A Private Detective with a checkered past tries to start a new life in a small Northern Nevada town. When his past catches up with him, he devises a plan to set things right and protect the woman he loves.
CONCEPT IN RELATION TO THE VIEWER:
It is easy to be led down the wrong path, especially if you love the wrong person. Sometimes our attempts to make amends or set things right don't always go as we planned. In reality, you often times can't escape your past. It hunts you down and finds you.
This is a Film Noir classic. I saw it once in college and was impressed by it, but couldn't remember much of the film since so many years have passed. Watching it again, only makes me realize just how much Hollywood has lost its ability to make really good films.
PROS AND CONS:
There aren't too many cons about this film. The black and white cinematography looks like it was done by Ansel Adams. Almost every scene in the film is suitable for framing. There is a lot of dramatic lighting, long shadows, cigarettes, hats and trench-coats. The overall feeling of the film is one of intimacy and dark mystery. It draws you in, as though you were sitting in the room with the actors and a part of the conversation. If you want to see what really good screen writing is all about, see this film. In my wildest dreams, I wished I talked like this. Every word carries weight and the comebacks and smart responses are the essence of strong men and women with dark secrets.

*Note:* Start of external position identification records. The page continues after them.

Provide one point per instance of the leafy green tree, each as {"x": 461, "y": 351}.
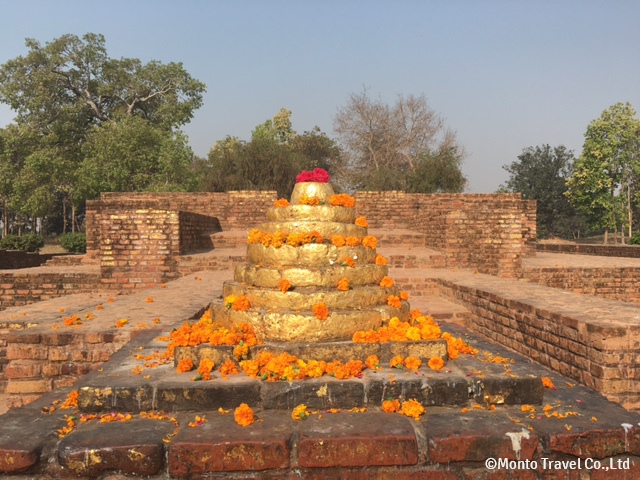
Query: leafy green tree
{"x": 604, "y": 183}
{"x": 67, "y": 92}
{"x": 395, "y": 147}
{"x": 540, "y": 174}
{"x": 270, "y": 161}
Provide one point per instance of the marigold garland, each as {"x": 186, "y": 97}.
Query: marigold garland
{"x": 352, "y": 241}
{"x": 380, "y": 260}
{"x": 361, "y": 222}
{"x": 391, "y": 406}
{"x": 184, "y": 365}
{"x": 300, "y": 412}
{"x": 435, "y": 363}
{"x": 412, "y": 363}
{"x": 394, "y": 301}
{"x": 342, "y": 200}
{"x": 320, "y": 311}
{"x": 243, "y": 415}
{"x": 281, "y": 202}
{"x": 241, "y": 304}
{"x": 372, "y": 362}
{"x": 313, "y": 201}
{"x": 343, "y": 285}
{"x": 370, "y": 241}
{"x": 229, "y": 368}
{"x": 412, "y": 408}
{"x": 284, "y": 285}
{"x": 397, "y": 362}
{"x": 338, "y": 241}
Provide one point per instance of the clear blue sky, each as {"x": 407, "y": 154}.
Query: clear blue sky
{"x": 504, "y": 74}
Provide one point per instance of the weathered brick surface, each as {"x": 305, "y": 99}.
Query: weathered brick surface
{"x": 350, "y": 443}
{"x": 15, "y": 259}
{"x": 23, "y": 287}
{"x": 220, "y": 445}
{"x": 617, "y": 283}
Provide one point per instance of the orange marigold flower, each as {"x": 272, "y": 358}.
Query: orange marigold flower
{"x": 412, "y": 408}
{"x": 435, "y": 363}
{"x": 352, "y": 241}
{"x": 372, "y": 362}
{"x": 255, "y": 236}
{"x": 243, "y": 415}
{"x": 241, "y": 304}
{"x": 390, "y": 406}
{"x": 206, "y": 366}
{"x": 184, "y": 365}
{"x": 300, "y": 412}
{"x": 348, "y": 262}
{"x": 229, "y": 368}
{"x": 284, "y": 285}
{"x": 361, "y": 222}
{"x": 321, "y": 311}
{"x": 241, "y": 351}
{"x": 380, "y": 260}
{"x": 370, "y": 241}
{"x": 305, "y": 200}
{"x": 546, "y": 381}
{"x": 412, "y": 363}
{"x": 342, "y": 200}
{"x": 281, "y": 202}
{"x": 343, "y": 285}
{"x": 75, "y": 320}
{"x": 394, "y": 301}
{"x": 396, "y": 362}
{"x": 338, "y": 241}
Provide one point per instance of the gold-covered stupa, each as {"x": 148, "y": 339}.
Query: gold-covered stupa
{"x": 296, "y": 262}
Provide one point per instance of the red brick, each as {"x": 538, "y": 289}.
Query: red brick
{"x": 26, "y": 352}
{"x": 220, "y": 445}
{"x": 368, "y": 439}
{"x": 23, "y": 369}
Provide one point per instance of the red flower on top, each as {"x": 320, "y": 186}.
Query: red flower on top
{"x": 319, "y": 175}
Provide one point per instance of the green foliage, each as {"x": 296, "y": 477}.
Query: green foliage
{"x": 74, "y": 242}
{"x": 404, "y": 146}
{"x": 540, "y": 174}
{"x": 635, "y": 240}
{"x": 86, "y": 122}
{"x": 26, "y": 243}
{"x": 270, "y": 161}
{"x": 603, "y": 185}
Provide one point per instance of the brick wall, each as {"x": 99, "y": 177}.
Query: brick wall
{"x": 587, "y": 249}
{"x": 601, "y": 355}
{"x": 620, "y": 283}
{"x": 37, "y": 363}
{"x": 195, "y": 231}
{"x": 488, "y": 232}
{"x": 138, "y": 247}
{"x": 23, "y": 288}
{"x": 14, "y": 259}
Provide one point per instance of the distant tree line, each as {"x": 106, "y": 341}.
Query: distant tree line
{"x": 87, "y": 123}
{"x": 595, "y": 193}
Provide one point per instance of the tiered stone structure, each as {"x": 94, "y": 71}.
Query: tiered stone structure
{"x": 314, "y": 271}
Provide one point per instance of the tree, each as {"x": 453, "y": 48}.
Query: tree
{"x": 396, "y": 147}
{"x": 270, "y": 161}
{"x": 66, "y": 91}
{"x": 603, "y": 185}
{"x": 540, "y": 174}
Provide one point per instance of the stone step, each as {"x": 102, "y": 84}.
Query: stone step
{"x": 572, "y": 424}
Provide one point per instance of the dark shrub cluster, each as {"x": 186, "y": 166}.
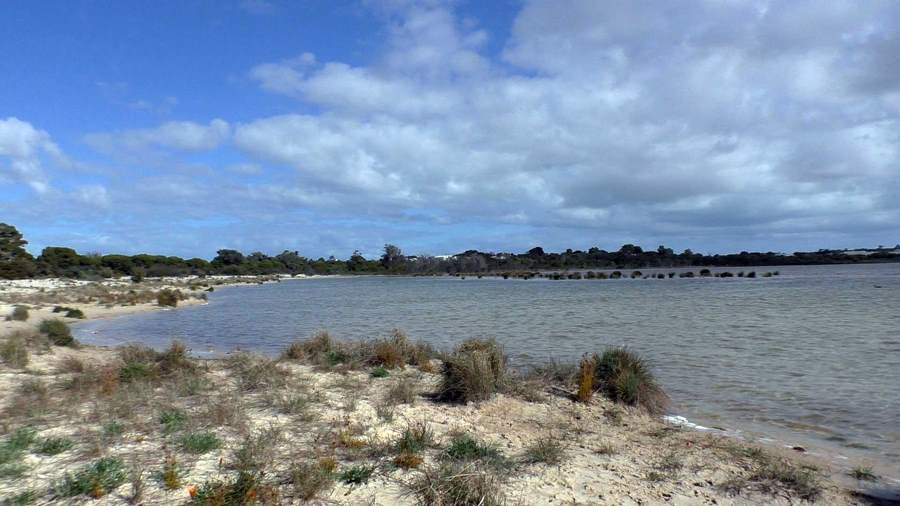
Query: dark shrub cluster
{"x": 58, "y": 332}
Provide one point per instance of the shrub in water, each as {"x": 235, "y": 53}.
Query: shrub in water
{"x": 58, "y": 332}
{"x": 19, "y": 314}
{"x": 167, "y": 297}
{"x": 625, "y": 377}
{"x": 473, "y": 372}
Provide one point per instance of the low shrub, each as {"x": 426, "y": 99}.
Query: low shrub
{"x": 545, "y": 450}
{"x": 54, "y": 446}
{"x": 309, "y": 479}
{"x": 473, "y": 372}
{"x": 414, "y": 439}
{"x": 75, "y": 313}
{"x": 465, "y": 448}
{"x": 95, "y": 480}
{"x": 168, "y": 297}
{"x": 401, "y": 392}
{"x": 14, "y": 352}
{"x": 625, "y": 377}
{"x": 256, "y": 373}
{"x": 357, "y": 475}
{"x": 586, "y": 371}
{"x": 58, "y": 332}
{"x": 19, "y": 314}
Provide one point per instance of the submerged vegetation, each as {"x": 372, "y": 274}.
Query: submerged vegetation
{"x": 17, "y": 263}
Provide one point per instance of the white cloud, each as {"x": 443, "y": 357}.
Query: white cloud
{"x": 22, "y": 148}
{"x": 634, "y": 114}
{"x": 173, "y": 135}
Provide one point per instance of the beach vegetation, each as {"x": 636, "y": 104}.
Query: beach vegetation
{"x": 14, "y": 351}
{"x": 309, "y": 479}
{"x": 357, "y": 475}
{"x": 95, "y": 480}
{"x": 168, "y": 297}
{"x": 54, "y": 446}
{"x": 474, "y": 371}
{"x": 58, "y": 332}
{"x": 623, "y": 376}
{"x": 199, "y": 442}
{"x": 19, "y": 314}
{"x": 458, "y": 484}
{"x": 586, "y": 371}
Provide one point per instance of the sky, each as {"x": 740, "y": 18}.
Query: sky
{"x": 184, "y": 127}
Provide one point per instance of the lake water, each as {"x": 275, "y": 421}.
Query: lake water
{"x": 810, "y": 357}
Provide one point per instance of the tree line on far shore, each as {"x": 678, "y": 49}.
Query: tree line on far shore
{"x": 17, "y": 263}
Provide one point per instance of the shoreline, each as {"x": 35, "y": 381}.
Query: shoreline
{"x": 93, "y": 311}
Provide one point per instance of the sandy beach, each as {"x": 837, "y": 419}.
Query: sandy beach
{"x": 290, "y": 421}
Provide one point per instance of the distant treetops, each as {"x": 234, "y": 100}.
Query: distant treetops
{"x": 17, "y": 263}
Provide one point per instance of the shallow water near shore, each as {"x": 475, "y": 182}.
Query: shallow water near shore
{"x": 810, "y": 357}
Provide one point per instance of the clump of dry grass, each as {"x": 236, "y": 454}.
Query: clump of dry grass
{"x": 255, "y": 373}
{"x": 473, "y": 372}
{"x": 586, "y": 372}
{"x": 309, "y": 479}
{"x": 14, "y": 351}
{"x": 457, "y": 484}
{"x": 625, "y": 377}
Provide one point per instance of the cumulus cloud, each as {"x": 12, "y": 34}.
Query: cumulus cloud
{"x": 670, "y": 119}
{"x": 174, "y": 135}
{"x": 22, "y": 149}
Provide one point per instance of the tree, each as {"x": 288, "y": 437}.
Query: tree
{"x": 393, "y": 258}
{"x": 15, "y": 261}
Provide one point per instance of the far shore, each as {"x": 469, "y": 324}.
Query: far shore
{"x": 342, "y": 425}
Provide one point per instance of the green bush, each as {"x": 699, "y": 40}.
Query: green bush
{"x": 58, "y": 332}
{"x": 167, "y": 297}
{"x": 95, "y": 480}
{"x": 625, "y": 377}
{"x": 19, "y": 314}
{"x": 473, "y": 372}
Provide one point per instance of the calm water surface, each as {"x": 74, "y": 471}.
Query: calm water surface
{"x": 809, "y": 357}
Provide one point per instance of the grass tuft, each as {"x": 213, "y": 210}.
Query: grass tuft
{"x": 95, "y": 480}
{"x": 200, "y": 442}
{"x": 625, "y": 377}
{"x": 473, "y": 372}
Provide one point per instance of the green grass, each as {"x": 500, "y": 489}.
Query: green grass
{"x": 20, "y": 499}
{"x": 172, "y": 420}
{"x": 200, "y": 442}
{"x": 95, "y": 480}
{"x": 465, "y": 448}
{"x": 113, "y": 428}
{"x": 416, "y": 438}
{"x": 54, "y": 446}
{"x": 357, "y": 475}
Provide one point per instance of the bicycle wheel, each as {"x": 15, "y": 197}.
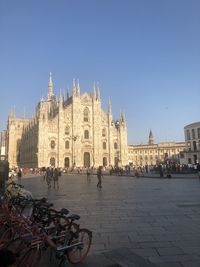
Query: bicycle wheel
{"x": 5, "y": 238}
{"x": 78, "y": 253}
{"x": 31, "y": 258}
{"x": 17, "y": 246}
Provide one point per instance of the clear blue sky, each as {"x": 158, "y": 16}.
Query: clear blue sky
{"x": 144, "y": 53}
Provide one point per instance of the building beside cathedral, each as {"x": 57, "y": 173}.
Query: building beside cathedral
{"x": 67, "y": 132}
{"x": 192, "y": 139}
{"x": 152, "y": 154}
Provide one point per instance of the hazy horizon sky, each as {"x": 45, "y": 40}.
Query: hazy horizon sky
{"x": 145, "y": 54}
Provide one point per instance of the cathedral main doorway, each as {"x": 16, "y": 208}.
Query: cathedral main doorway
{"x": 52, "y": 162}
{"x": 67, "y": 162}
{"x": 86, "y": 159}
{"x": 104, "y": 161}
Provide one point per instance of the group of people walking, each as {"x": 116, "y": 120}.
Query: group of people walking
{"x": 52, "y": 174}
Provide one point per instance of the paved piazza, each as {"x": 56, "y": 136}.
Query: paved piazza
{"x": 158, "y": 219}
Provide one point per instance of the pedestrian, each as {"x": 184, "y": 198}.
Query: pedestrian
{"x": 19, "y": 175}
{"x": 48, "y": 177}
{"x": 55, "y": 178}
{"x": 88, "y": 174}
{"x": 99, "y": 177}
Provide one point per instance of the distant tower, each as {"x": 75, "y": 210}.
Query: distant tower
{"x": 151, "y": 139}
{"x": 50, "y": 87}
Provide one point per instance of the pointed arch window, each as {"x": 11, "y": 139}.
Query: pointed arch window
{"x": 104, "y": 132}
{"x": 115, "y": 145}
{"x": 104, "y": 145}
{"x": 67, "y": 130}
{"x": 86, "y": 115}
{"x": 86, "y": 134}
{"x": 66, "y": 144}
{"x": 52, "y": 144}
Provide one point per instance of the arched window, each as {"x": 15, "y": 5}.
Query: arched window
{"x": 104, "y": 132}
{"x": 53, "y": 144}
{"x": 67, "y": 130}
{"x": 194, "y": 145}
{"x": 52, "y": 162}
{"x": 193, "y": 134}
{"x": 86, "y": 134}
{"x": 104, "y": 145}
{"x": 66, "y": 144}
{"x": 86, "y": 115}
{"x": 104, "y": 161}
{"x": 188, "y": 135}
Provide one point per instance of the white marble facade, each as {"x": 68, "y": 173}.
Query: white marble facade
{"x": 67, "y": 132}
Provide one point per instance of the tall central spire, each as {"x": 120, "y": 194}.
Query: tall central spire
{"x": 50, "y": 86}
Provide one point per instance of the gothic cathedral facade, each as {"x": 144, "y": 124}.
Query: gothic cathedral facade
{"x": 68, "y": 132}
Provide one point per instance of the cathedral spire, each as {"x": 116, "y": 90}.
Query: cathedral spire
{"x": 94, "y": 91}
{"x": 61, "y": 98}
{"x": 98, "y": 91}
{"x": 151, "y": 139}
{"x": 50, "y": 86}
{"x": 74, "y": 88}
{"x": 78, "y": 88}
{"x": 109, "y": 106}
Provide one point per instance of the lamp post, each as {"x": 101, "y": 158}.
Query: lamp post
{"x": 74, "y": 138}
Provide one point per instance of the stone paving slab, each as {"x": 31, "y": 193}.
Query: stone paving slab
{"x": 158, "y": 219}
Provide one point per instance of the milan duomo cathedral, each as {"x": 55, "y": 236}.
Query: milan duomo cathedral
{"x": 68, "y": 132}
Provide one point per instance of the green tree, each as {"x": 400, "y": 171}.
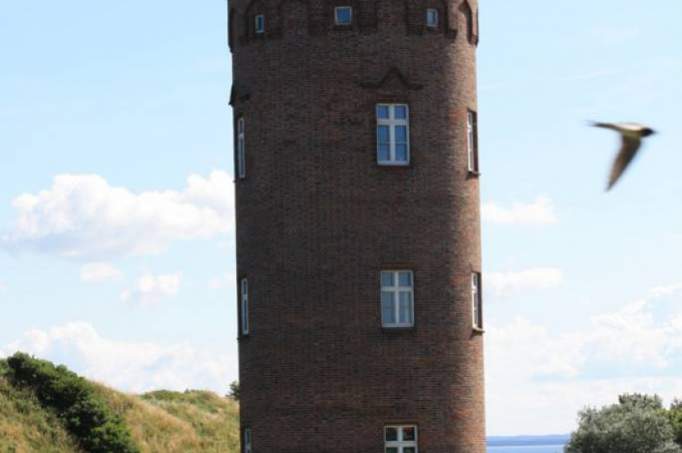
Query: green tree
{"x": 675, "y": 415}
{"x": 637, "y": 424}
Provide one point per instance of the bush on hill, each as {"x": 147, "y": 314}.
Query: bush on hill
{"x": 637, "y": 424}
{"x": 84, "y": 414}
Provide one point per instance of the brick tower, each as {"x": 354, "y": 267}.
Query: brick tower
{"x": 358, "y": 225}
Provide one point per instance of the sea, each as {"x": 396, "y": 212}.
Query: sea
{"x": 528, "y": 444}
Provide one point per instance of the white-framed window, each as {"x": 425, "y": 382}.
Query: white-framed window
{"x": 476, "y": 300}
{"x": 393, "y": 134}
{"x": 432, "y": 17}
{"x": 244, "y": 296}
{"x": 248, "y": 442}
{"x": 259, "y": 23}
{"x": 397, "y": 298}
{"x": 343, "y": 15}
{"x": 400, "y": 439}
{"x": 472, "y": 141}
{"x": 241, "y": 149}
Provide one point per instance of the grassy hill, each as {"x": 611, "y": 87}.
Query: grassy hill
{"x": 162, "y": 421}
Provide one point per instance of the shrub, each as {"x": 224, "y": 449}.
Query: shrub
{"x": 92, "y": 423}
{"x": 637, "y": 424}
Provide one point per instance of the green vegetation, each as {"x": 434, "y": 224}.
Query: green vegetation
{"x": 637, "y": 424}
{"x": 33, "y": 415}
{"x": 82, "y": 411}
{"x": 25, "y": 426}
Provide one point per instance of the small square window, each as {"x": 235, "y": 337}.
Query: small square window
{"x": 432, "y": 18}
{"x": 260, "y": 23}
{"x": 400, "y": 439}
{"x": 397, "y": 299}
{"x": 343, "y": 15}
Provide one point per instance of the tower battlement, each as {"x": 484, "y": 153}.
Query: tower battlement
{"x": 316, "y": 18}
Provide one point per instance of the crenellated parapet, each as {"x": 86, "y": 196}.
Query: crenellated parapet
{"x": 262, "y": 20}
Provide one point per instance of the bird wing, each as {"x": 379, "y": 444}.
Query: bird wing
{"x": 627, "y": 152}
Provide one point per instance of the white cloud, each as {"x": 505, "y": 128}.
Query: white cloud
{"x": 227, "y": 280}
{"x": 83, "y": 216}
{"x": 538, "y": 212}
{"x": 130, "y": 366}
{"x": 507, "y": 283}
{"x": 99, "y": 272}
{"x": 151, "y": 289}
{"x": 545, "y": 376}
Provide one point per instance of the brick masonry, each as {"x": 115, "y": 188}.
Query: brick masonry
{"x": 318, "y": 219}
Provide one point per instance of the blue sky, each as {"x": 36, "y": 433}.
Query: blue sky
{"x": 114, "y": 124}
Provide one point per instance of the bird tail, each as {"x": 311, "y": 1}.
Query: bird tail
{"x": 599, "y": 124}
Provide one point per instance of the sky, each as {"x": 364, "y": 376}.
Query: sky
{"x": 117, "y": 214}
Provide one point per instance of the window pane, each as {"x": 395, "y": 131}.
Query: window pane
{"x": 387, "y": 279}
{"x": 401, "y": 153}
{"x": 384, "y": 153}
{"x": 432, "y": 17}
{"x": 387, "y": 308}
{"x": 409, "y": 433}
{"x": 405, "y": 278}
{"x": 405, "y": 308}
{"x": 391, "y": 434}
{"x": 383, "y": 134}
{"x": 401, "y": 134}
{"x": 343, "y": 15}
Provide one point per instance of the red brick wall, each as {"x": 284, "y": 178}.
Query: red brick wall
{"x": 318, "y": 219}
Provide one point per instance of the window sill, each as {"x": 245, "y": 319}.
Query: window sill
{"x": 394, "y": 164}
{"x": 397, "y": 329}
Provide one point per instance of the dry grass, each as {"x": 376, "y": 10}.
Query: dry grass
{"x": 25, "y": 427}
{"x": 160, "y": 422}
{"x": 192, "y": 421}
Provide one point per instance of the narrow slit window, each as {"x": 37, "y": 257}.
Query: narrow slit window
{"x": 241, "y": 149}
{"x": 476, "y": 300}
{"x": 432, "y": 18}
{"x": 472, "y": 141}
{"x": 247, "y": 441}
{"x": 400, "y": 439}
{"x": 244, "y": 289}
{"x": 393, "y": 134}
{"x": 343, "y": 15}
{"x": 260, "y": 23}
{"x": 397, "y": 301}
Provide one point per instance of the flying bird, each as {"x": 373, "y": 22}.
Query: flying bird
{"x": 631, "y": 135}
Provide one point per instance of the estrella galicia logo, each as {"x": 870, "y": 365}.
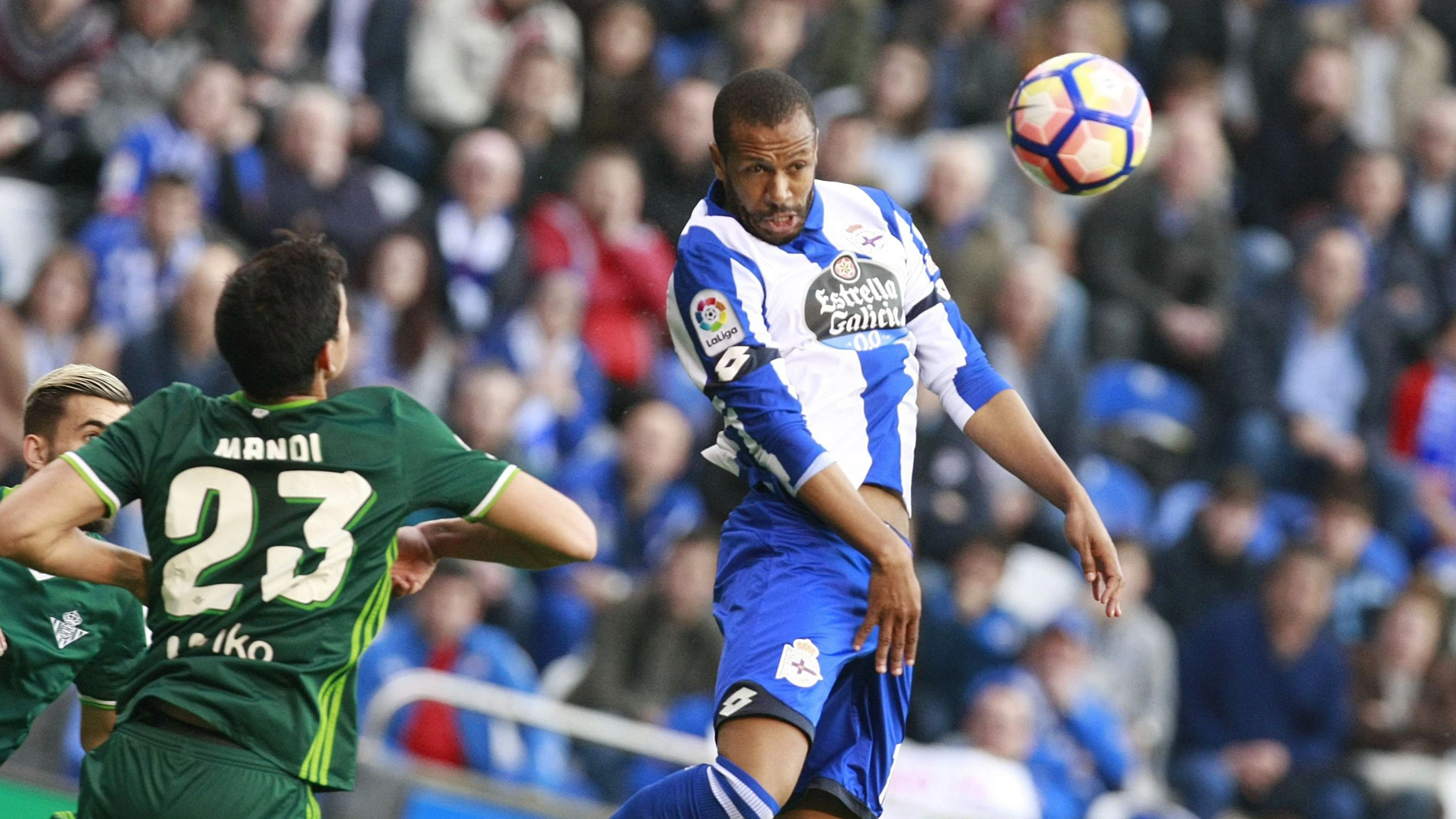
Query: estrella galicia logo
{"x": 855, "y": 304}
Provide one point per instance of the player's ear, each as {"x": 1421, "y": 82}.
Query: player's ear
{"x": 718, "y": 162}
{"x": 37, "y": 451}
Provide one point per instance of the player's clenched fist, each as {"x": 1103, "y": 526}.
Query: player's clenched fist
{"x": 895, "y": 607}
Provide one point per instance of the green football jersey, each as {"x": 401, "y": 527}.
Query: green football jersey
{"x": 62, "y": 632}
{"x": 273, "y": 535}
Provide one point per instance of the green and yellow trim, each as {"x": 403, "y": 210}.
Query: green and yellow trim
{"x": 512, "y": 470}
{"x": 96, "y": 483}
{"x": 248, "y": 402}
{"x": 331, "y": 694}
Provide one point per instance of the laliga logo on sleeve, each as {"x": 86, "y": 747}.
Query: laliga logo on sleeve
{"x": 716, "y": 322}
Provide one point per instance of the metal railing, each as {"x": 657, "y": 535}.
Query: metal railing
{"x": 535, "y": 710}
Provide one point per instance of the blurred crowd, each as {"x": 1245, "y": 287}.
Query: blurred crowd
{"x": 1248, "y": 351}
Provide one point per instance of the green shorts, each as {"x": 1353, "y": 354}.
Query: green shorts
{"x": 146, "y": 771}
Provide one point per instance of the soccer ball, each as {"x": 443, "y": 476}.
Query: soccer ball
{"x": 1079, "y": 124}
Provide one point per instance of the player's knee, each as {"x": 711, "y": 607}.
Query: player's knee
{"x": 768, "y": 750}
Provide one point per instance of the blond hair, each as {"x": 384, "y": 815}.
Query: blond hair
{"x": 46, "y": 404}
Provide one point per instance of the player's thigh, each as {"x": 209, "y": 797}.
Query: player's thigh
{"x": 145, "y": 773}
{"x": 860, "y": 732}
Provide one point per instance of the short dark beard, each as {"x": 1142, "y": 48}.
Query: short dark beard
{"x": 734, "y": 205}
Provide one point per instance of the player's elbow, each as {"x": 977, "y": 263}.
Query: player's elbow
{"x": 18, "y": 537}
{"x": 579, "y": 537}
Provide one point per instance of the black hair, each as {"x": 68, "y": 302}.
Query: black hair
{"x": 276, "y": 315}
{"x": 763, "y": 96}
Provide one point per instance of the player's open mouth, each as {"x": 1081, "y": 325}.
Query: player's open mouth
{"x": 781, "y": 222}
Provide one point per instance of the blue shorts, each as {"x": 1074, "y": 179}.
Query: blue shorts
{"x": 790, "y": 597}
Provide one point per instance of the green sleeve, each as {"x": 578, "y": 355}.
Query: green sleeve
{"x": 440, "y": 469}
{"x": 104, "y": 679}
{"x": 117, "y": 460}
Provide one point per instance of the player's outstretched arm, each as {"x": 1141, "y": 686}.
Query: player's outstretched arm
{"x": 39, "y": 528}
{"x": 1005, "y": 428}
{"x": 530, "y": 525}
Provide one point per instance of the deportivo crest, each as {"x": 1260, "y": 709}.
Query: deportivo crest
{"x": 864, "y": 238}
{"x": 716, "y": 322}
{"x": 798, "y": 664}
{"x": 849, "y": 297}
{"x": 67, "y": 629}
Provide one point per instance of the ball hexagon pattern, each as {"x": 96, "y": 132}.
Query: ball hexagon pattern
{"x": 1079, "y": 124}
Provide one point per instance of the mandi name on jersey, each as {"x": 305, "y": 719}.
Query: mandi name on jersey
{"x": 293, "y": 448}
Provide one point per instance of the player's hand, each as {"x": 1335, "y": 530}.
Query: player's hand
{"x": 1100, "y": 565}
{"x": 895, "y": 607}
{"x": 414, "y": 565}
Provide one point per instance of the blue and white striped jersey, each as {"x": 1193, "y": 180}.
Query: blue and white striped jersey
{"x": 813, "y": 349}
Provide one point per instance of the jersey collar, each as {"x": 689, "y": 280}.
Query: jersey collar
{"x": 248, "y": 402}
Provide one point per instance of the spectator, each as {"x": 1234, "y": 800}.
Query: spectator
{"x": 1404, "y": 694}
{"x": 539, "y": 86}
{"x": 1369, "y": 566}
{"x": 57, "y": 321}
{"x": 1372, "y": 193}
{"x": 845, "y": 152}
{"x": 1081, "y": 750}
{"x": 600, "y": 236}
{"x": 312, "y": 185}
{"x": 1254, "y": 46}
{"x": 1136, "y": 665}
{"x": 1263, "y": 702}
{"x": 477, "y": 232}
{"x": 1094, "y": 27}
{"x": 443, "y": 632}
{"x": 270, "y": 47}
{"x": 1423, "y": 434}
{"x": 208, "y": 138}
{"x": 653, "y": 651}
{"x": 365, "y": 49}
{"x": 899, "y": 102}
{"x": 970, "y": 636}
{"x": 970, "y": 242}
{"x": 1211, "y": 566}
{"x": 621, "y": 85}
{"x": 49, "y": 51}
{"x": 950, "y": 501}
{"x": 565, "y": 395}
{"x": 1432, "y": 205}
{"x": 768, "y": 34}
{"x": 401, "y": 334}
{"x": 641, "y": 504}
{"x": 1293, "y": 162}
{"x": 1312, "y": 376}
{"x": 1021, "y": 345}
{"x": 183, "y": 348}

As for the cons. I suppose the fact that every scene shows someone smoking isn't really a good image for young people today.....the whole film is basically a Phillip-Morris advertisement. The only other con would be the fact that the director and the screenwriter assume the audience isn't stupid. You have to pay attention to this film to really follow it. There are no special effects, explosions or thrill rides to entertain your eyes. You have to listen to what the people are saying and understand their hidden meanings. Basically, a one hour and thirty minute college course in how to make great cinema.